Subqueries in SQL are basically queries written inside another query. They’re used when we need to use the result of one query as a condition or input for another. It helps break down complex logic into smaller steps and makes the main query more readable.
For example, suppose I have two tables — Employees and Departments. If I want to find all employees who earn more than the average salary in their department, I can use a subquery like this:
SELECT EmployeeName, Salary, DepartmentID
FROM Employees
WHERE Salary > (SELECT AVG(Salary)
FROM Employees
WHERE DepartmentID = Employees.DepartmentID);
Here, the inner query calculates the average salary for each department, and the outer query compares each employee’s salary against that average. So, the subquery provides dynamic data that the main query uses.

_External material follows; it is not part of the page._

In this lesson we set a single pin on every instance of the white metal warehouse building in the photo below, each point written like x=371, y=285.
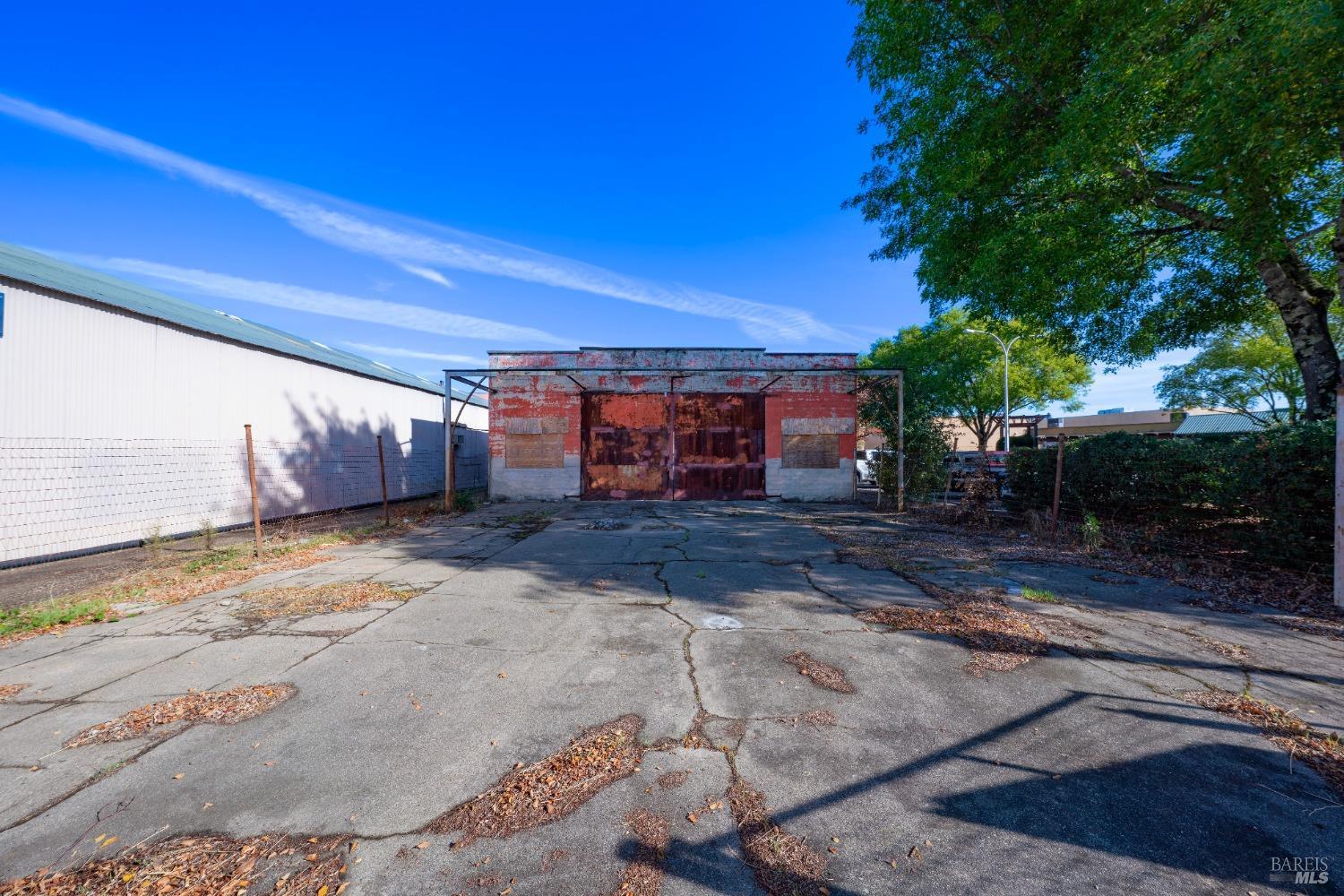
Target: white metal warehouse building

I’ve used subqueries in one of my reporting projects where we needed to identify top-performing sales reps who performed better than the average in their region. Instead of creating temporary tables or joins, a correlated subquery made it simpler and more efficient to write and maintain.
One of the challenges I faced was with performance, especially when dealing with large datasets. Correlated subqueries tend to execute the inner query multiple times, which can slow things down. In such cases, I often rewrite the query using joins or common table expressions (CTEs) for optimization.
As an alternative, when performance becomes critical, I use joins or window functions. For example, using AVG(Salary) OVER (PARTITION BY DepartmentID) can achieve the same result without repeatedly executing the inner query, making it much faster.